È nata, cresciuta e si è affermata dentro il mondo del Movimento sociale italiano, negli anni del Berlusconi trionfante e dello sdoganamento al governo delle destre. Dunque sarebbe sbagliato scindere la sua figura da quella di Ignazio La Russa, oggi seconda carica dello stato dalla parlantina sciolta e la gaffe facile che la premier da Vilnius ha dovuto rintuzzare a proposito delle uscite in difesa del figlio Leonardo Apache.
La Russa è stato il principale artefice del progetto di Fratelli d’Italia. Di più, la stessa Meloni nel memoir Io sono Giorgia gli riconosce il merito di essersi fatto garante della linea di continuità postfascista dopo gli anni del berlusconismo, della rottura con Gianfranco Fini e del partito unico.
«La presenza di Ignazio diede al progetto una solidità che spinse diversi parlamentari del Popolo della libertà provenienti dalle file di Alleanza nazionale a lanciarsi in questa folle avventura», racconta la leader di FdI ripercorrendo i momenti della nascita del partito che guida fin dall’inizio. È questo il ruolo che in fin dei conti gli viene riconosciuto quando, a spese di Roberto Calderoli, Meloni si impunta per portare La Russa sullo scranno più alto di Palazzo Madama.
Ogni volta che Meloni proverà ad emanciparsi dal suo passato, e magari a uscire dalla sindrome di accerchiamento che ha manifestato fin dal suo discorso di insediamento, lo sguardo e la voce inconfondibile del presidente del Senato stanno lì a ricordare ala matassa di relazioni, interessi, tic ideologici, riflessi pavloviani che caratterizza la destra post-missina al governo.
Meloni e La Russa si tengono perché rappresentano due facce complementari e solo all’apparenza incompatibili della galassia politica di riferimento. La prima si è cucita addosso (su basi invero fragili, quando non del tutto inventate) l’immagine della donna senza padre che si è fatta da sé partendo dai margini dello schieramento politico. La Russa deriva dal neofascismo meneghino, poco avvezzo alle periferie e ancora meno «sociale».

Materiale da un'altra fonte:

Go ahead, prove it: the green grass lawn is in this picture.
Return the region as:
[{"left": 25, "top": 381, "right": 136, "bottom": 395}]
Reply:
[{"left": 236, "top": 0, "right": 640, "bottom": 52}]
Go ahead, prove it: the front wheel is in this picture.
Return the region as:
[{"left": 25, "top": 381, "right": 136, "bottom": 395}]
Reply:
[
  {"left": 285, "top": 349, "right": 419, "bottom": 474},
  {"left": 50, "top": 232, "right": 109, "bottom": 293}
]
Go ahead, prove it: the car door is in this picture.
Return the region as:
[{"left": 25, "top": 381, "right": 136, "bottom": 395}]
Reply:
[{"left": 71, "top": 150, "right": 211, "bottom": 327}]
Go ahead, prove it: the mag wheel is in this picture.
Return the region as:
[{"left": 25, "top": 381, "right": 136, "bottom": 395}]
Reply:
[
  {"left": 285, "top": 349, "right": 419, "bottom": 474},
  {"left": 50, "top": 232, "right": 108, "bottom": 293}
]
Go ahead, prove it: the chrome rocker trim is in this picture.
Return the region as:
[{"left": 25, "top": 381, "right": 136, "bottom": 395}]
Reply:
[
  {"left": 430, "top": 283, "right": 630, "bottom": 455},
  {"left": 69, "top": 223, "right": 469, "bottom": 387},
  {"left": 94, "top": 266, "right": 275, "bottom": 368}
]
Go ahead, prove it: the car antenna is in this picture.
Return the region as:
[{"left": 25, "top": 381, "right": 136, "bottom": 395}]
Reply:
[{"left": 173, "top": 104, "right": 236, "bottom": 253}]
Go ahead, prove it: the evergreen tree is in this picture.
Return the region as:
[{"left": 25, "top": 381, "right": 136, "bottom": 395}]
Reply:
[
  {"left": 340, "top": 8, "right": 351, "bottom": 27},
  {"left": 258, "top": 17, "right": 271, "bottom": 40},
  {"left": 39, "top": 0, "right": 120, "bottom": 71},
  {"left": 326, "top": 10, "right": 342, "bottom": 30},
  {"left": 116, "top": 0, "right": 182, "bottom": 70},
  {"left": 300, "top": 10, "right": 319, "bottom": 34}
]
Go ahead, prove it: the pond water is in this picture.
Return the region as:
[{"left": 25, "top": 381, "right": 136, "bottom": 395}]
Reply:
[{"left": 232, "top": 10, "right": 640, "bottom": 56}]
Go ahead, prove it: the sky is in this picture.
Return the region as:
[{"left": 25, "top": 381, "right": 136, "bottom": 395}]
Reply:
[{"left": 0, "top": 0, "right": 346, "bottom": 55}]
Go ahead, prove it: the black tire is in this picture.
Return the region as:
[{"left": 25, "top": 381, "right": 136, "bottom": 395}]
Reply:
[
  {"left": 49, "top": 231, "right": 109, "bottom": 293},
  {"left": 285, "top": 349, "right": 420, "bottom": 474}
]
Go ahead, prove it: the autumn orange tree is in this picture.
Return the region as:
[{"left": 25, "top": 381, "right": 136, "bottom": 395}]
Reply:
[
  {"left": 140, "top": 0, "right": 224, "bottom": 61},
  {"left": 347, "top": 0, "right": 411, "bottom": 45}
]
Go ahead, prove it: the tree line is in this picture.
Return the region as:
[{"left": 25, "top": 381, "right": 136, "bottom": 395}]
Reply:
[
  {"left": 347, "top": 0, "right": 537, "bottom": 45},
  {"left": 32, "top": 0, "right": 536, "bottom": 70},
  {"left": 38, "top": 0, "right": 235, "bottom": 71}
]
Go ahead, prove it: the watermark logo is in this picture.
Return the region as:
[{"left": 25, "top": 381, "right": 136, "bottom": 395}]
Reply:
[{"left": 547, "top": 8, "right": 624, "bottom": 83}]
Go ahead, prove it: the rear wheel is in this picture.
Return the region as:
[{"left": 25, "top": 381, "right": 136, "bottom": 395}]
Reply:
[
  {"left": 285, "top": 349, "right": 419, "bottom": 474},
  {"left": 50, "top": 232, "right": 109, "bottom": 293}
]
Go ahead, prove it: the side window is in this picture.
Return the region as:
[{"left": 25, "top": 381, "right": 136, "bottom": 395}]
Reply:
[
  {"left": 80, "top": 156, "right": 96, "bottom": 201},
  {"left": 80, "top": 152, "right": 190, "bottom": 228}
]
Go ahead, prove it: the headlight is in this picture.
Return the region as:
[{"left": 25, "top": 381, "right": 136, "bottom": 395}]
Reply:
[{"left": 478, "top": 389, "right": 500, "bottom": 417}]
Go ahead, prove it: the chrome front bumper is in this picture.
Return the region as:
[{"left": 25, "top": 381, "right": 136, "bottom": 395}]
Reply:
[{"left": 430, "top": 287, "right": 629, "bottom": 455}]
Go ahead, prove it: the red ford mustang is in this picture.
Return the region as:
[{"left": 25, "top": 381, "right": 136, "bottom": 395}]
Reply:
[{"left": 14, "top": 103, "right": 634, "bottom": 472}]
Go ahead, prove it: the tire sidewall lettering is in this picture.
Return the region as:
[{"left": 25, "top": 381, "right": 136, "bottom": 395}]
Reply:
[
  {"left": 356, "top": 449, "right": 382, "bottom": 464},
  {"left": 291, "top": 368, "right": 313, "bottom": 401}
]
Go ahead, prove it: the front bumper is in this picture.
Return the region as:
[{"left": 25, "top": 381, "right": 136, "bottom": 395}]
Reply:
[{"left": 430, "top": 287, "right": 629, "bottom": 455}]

È il volto all’apparenza bonario che diventa all’improvviso luciferino della destra d’ordine borghese, della maggioranza silenziosa e delle relazioni con il mondo degli affari. Quelle entrature si sono evolute e riprodotte, in forma caricaturale perché adatta ai tempi, lungo l’esemplare linea che da La Russa conduce a Daniela Santanchè, e che ci ricorda l’altro inceppo della maggioranza.

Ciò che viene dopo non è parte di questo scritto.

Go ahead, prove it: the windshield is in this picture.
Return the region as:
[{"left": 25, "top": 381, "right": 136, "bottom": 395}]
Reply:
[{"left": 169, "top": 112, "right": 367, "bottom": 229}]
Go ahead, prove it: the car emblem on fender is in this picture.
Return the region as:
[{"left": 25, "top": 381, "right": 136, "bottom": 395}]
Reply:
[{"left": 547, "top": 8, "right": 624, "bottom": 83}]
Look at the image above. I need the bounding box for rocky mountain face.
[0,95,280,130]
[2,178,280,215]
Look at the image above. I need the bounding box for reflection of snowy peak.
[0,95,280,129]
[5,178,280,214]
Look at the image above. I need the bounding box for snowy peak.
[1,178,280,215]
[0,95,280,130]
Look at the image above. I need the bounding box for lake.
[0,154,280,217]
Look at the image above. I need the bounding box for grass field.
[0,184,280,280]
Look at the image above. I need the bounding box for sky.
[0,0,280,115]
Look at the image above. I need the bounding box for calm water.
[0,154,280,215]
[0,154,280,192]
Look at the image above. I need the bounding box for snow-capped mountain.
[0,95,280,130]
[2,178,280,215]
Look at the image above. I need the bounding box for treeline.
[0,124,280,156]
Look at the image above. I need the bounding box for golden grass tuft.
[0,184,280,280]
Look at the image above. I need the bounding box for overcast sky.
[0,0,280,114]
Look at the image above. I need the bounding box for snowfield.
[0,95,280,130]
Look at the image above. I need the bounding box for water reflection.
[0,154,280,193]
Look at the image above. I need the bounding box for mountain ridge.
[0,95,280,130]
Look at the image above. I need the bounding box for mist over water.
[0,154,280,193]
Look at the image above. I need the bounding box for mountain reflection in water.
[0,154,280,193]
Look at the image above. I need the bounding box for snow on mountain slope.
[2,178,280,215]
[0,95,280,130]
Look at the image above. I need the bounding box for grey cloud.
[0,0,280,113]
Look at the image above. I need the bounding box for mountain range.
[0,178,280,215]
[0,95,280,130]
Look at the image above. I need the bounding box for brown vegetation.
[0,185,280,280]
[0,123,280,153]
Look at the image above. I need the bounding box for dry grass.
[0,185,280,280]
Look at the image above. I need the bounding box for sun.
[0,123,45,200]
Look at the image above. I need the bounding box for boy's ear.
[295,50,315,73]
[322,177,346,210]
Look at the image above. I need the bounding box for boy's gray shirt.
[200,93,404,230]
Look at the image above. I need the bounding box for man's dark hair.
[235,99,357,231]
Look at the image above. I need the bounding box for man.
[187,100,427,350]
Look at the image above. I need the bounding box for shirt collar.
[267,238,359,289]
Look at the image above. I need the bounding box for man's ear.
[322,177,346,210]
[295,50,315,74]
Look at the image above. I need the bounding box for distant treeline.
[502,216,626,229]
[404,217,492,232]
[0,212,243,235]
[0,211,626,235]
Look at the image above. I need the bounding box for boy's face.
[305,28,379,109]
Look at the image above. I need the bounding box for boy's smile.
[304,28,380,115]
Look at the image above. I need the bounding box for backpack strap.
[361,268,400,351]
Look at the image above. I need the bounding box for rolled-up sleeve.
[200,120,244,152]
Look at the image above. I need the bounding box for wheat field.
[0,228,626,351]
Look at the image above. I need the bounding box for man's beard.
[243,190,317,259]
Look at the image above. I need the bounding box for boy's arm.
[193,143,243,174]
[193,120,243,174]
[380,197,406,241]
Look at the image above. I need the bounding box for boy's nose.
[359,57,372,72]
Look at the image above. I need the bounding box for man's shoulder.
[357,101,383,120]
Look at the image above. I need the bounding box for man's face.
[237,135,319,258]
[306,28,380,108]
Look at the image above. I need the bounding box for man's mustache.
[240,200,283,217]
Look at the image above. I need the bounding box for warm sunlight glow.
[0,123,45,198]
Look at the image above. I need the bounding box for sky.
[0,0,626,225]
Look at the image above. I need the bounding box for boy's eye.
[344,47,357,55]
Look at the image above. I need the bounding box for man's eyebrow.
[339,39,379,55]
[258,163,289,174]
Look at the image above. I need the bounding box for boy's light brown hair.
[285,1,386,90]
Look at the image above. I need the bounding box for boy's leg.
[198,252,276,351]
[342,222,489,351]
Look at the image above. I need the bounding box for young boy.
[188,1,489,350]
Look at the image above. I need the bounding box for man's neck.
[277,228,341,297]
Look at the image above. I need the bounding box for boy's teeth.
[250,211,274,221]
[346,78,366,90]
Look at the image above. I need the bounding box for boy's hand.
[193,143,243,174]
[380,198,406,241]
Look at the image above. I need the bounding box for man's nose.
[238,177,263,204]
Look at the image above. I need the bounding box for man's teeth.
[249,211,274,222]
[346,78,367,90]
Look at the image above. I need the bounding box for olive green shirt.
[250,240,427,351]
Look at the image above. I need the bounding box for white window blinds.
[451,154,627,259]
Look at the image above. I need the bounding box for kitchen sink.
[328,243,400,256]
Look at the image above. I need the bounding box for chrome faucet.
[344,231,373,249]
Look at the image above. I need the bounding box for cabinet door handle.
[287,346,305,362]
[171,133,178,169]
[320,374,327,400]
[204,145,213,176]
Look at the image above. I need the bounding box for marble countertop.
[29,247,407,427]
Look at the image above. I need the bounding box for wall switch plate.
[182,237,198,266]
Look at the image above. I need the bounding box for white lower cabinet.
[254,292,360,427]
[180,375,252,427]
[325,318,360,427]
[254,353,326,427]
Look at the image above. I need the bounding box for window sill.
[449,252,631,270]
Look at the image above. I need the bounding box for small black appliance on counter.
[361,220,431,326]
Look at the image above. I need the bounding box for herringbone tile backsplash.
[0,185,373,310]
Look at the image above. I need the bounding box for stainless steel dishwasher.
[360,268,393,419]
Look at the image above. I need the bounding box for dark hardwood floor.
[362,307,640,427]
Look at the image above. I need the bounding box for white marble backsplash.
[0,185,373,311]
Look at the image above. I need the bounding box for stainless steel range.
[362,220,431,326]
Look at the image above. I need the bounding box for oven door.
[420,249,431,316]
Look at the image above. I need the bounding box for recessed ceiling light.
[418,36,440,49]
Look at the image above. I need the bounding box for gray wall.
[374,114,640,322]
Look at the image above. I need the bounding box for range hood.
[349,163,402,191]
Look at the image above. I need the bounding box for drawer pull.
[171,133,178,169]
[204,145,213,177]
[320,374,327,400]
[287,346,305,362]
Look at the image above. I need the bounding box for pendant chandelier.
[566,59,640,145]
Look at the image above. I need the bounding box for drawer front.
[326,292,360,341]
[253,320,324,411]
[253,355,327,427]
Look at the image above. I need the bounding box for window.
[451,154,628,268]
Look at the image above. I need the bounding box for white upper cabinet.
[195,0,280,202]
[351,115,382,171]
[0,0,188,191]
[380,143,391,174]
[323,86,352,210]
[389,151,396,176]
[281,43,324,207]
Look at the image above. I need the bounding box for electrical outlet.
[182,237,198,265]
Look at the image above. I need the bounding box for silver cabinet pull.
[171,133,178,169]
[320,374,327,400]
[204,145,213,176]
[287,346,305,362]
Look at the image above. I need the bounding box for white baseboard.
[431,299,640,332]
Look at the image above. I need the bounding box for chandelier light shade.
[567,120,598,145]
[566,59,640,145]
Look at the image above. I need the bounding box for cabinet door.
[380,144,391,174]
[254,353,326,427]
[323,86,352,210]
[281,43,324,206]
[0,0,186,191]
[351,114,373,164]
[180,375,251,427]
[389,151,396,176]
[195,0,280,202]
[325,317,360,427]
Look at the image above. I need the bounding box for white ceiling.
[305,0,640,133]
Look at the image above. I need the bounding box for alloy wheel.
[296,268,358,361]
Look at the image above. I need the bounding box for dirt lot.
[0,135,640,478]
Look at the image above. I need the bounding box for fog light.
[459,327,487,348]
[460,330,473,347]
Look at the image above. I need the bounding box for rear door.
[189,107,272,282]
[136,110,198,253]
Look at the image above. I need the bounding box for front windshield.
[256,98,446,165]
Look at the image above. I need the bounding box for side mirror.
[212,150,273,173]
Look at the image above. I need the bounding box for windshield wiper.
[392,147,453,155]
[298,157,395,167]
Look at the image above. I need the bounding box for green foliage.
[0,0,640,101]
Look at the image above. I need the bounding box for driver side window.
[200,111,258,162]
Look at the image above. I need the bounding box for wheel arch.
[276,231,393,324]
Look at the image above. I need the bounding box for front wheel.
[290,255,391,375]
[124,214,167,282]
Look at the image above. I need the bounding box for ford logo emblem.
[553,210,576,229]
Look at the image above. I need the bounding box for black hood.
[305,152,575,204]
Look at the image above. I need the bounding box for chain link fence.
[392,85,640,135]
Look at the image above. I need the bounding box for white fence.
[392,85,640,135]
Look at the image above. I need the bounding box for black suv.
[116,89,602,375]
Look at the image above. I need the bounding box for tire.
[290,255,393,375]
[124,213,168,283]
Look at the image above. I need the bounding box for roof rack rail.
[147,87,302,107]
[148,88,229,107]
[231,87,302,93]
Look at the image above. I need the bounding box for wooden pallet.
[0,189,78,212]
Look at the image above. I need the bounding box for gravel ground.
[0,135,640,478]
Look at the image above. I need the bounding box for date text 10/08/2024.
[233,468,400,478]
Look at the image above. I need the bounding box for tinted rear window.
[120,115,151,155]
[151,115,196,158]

Da questo punto di vista possiamo leggere la singolare operazione immobiliare che ha coinvolto la moglie di La Russa e il fidanzato della ministra del turismo Dimitri Kuntz svelato dal Domani. I due acquistano una villa in Versilia dal sociologo (e consigliere molto ascoltato da Meloni) Francesco Alberoni per rivenderla nel giro di un’ora all’imprenditore milanese Antonio Rapisarda, realizzando una plusvalenza di un milione di euro.

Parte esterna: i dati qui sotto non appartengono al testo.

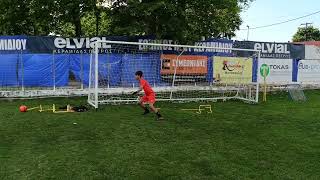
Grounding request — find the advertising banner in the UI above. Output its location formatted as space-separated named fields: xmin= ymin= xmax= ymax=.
xmin=0 ymin=36 xmax=27 ymax=54
xmin=213 ymin=56 xmax=253 ymax=83
xmin=298 ymin=60 xmax=320 ymax=84
xmin=161 ymin=54 xmax=208 ymax=75
xmin=258 ymin=58 xmax=293 ymax=84
xmin=234 ymin=41 xmax=305 ymax=59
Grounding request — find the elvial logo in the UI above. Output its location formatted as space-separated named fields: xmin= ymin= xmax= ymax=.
xmin=0 ymin=39 xmax=27 ymax=51
xmin=254 ymin=42 xmax=291 ymax=58
xmin=222 ymin=60 xmax=244 ymax=71
xmin=54 ymin=37 xmax=111 ymax=49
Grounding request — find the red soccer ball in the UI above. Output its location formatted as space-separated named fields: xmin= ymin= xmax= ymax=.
xmin=19 ymin=106 xmax=28 ymax=112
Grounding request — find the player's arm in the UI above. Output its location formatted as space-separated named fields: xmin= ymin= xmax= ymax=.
xmin=132 ymin=86 xmax=143 ymax=95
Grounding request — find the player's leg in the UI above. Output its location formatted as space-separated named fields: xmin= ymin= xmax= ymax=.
xmin=139 ymin=96 xmax=150 ymax=115
xmin=149 ymin=102 xmax=162 ymax=120
xmin=147 ymin=94 xmax=162 ymax=120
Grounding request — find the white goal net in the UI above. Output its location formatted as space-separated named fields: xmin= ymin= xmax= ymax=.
xmin=88 ymin=41 xmax=260 ymax=108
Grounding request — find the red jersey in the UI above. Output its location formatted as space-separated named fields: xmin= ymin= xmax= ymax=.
xmin=140 ymin=79 xmax=154 ymax=95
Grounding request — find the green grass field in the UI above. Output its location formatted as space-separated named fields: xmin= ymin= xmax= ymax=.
xmin=0 ymin=91 xmax=320 ymax=180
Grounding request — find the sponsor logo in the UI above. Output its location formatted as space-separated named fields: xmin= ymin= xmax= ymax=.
xmin=222 ymin=60 xmax=244 ymax=71
xmin=298 ymin=62 xmax=320 ymax=70
xmin=54 ymin=37 xmax=111 ymax=49
xmin=260 ymin=64 xmax=270 ymax=78
xmin=0 ymin=39 xmax=27 ymax=51
xmin=161 ymin=54 xmax=208 ymax=75
xmin=194 ymin=42 xmax=233 ymax=53
xmin=269 ymin=64 xmax=289 ymax=70
xmin=254 ymin=42 xmax=291 ymax=58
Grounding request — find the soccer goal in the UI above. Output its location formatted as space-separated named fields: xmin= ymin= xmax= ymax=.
xmin=88 ymin=41 xmax=260 ymax=108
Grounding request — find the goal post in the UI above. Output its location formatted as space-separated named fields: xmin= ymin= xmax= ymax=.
xmin=88 ymin=41 xmax=260 ymax=108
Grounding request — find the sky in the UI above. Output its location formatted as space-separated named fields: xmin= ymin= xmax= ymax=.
xmin=234 ymin=0 xmax=320 ymax=42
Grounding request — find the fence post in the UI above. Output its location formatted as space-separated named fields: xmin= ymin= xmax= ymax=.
xmin=80 ymin=52 xmax=84 ymax=90
xmin=52 ymin=50 xmax=56 ymax=91
xmin=19 ymin=50 xmax=24 ymax=92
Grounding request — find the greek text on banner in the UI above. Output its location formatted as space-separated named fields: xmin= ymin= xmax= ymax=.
xmin=214 ymin=56 xmax=253 ymax=83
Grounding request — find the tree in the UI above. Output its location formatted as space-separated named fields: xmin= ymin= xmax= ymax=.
xmin=0 ymin=0 xmax=54 ymax=35
xmin=110 ymin=0 xmax=252 ymax=43
xmin=292 ymin=26 xmax=320 ymax=42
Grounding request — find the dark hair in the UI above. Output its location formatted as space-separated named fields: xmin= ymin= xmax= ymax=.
xmin=136 ymin=71 xmax=143 ymax=77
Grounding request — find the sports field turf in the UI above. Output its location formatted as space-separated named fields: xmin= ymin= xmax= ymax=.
xmin=0 ymin=91 xmax=320 ymax=180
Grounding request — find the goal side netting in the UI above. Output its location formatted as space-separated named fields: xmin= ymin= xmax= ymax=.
xmin=88 ymin=41 xmax=260 ymax=108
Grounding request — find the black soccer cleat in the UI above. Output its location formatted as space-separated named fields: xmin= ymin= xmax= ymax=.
xmin=142 ymin=109 xmax=150 ymax=115
xmin=156 ymin=112 xmax=164 ymax=121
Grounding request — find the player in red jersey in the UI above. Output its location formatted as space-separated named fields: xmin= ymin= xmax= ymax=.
xmin=133 ymin=71 xmax=163 ymax=120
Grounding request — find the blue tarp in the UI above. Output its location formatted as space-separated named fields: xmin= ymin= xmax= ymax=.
xmin=19 ymin=54 xmax=69 ymax=87
xmin=0 ymin=54 xmax=20 ymax=87
xmin=121 ymin=54 xmax=161 ymax=86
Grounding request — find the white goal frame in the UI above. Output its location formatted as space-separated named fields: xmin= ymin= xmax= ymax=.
xmin=88 ymin=40 xmax=261 ymax=108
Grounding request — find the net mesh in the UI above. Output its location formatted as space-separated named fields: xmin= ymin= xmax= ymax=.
xmin=88 ymin=41 xmax=258 ymax=107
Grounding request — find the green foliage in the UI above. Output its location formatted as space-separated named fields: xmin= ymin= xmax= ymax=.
xmin=111 ymin=0 xmax=250 ymax=42
xmin=292 ymin=26 xmax=320 ymax=42
xmin=0 ymin=0 xmax=252 ymax=40
xmin=0 ymin=91 xmax=320 ymax=180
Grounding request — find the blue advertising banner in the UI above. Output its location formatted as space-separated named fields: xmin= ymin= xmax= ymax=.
xmin=0 ymin=36 xmax=27 ymax=54
xmin=234 ymin=41 xmax=305 ymax=59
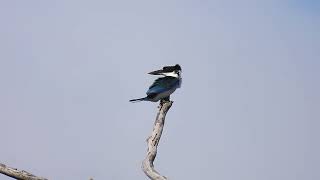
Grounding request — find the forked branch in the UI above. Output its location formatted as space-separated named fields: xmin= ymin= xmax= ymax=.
xmin=142 ymin=100 xmax=173 ymax=180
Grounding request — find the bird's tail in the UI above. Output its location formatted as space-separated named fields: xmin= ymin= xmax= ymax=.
xmin=129 ymin=97 xmax=148 ymax=103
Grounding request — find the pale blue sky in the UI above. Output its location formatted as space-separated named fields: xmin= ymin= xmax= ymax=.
xmin=0 ymin=0 xmax=320 ymax=180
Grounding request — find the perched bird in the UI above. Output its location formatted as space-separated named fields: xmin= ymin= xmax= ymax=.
xmin=130 ymin=64 xmax=182 ymax=102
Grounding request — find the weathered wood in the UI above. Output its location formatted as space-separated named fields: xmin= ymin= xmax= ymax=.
xmin=142 ymin=100 xmax=173 ymax=180
xmin=0 ymin=163 xmax=47 ymax=180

Sempre in Versilia, ha rivelato qualche giorno fa Michele Masneri sul Foglio, Kuntz sarebbe stato visto scorrazzare in Porsche insieme ad Andrea Gianbruno, il compagno della premier. È un’immagine che rappresenta l’incrocio tra le forme di vita di riferimento di questa vicenda: la borghesia arrembante che sta dietro al mondo di La Russa e il popolo dei forgotten che Meloni dice di voler rappresentare.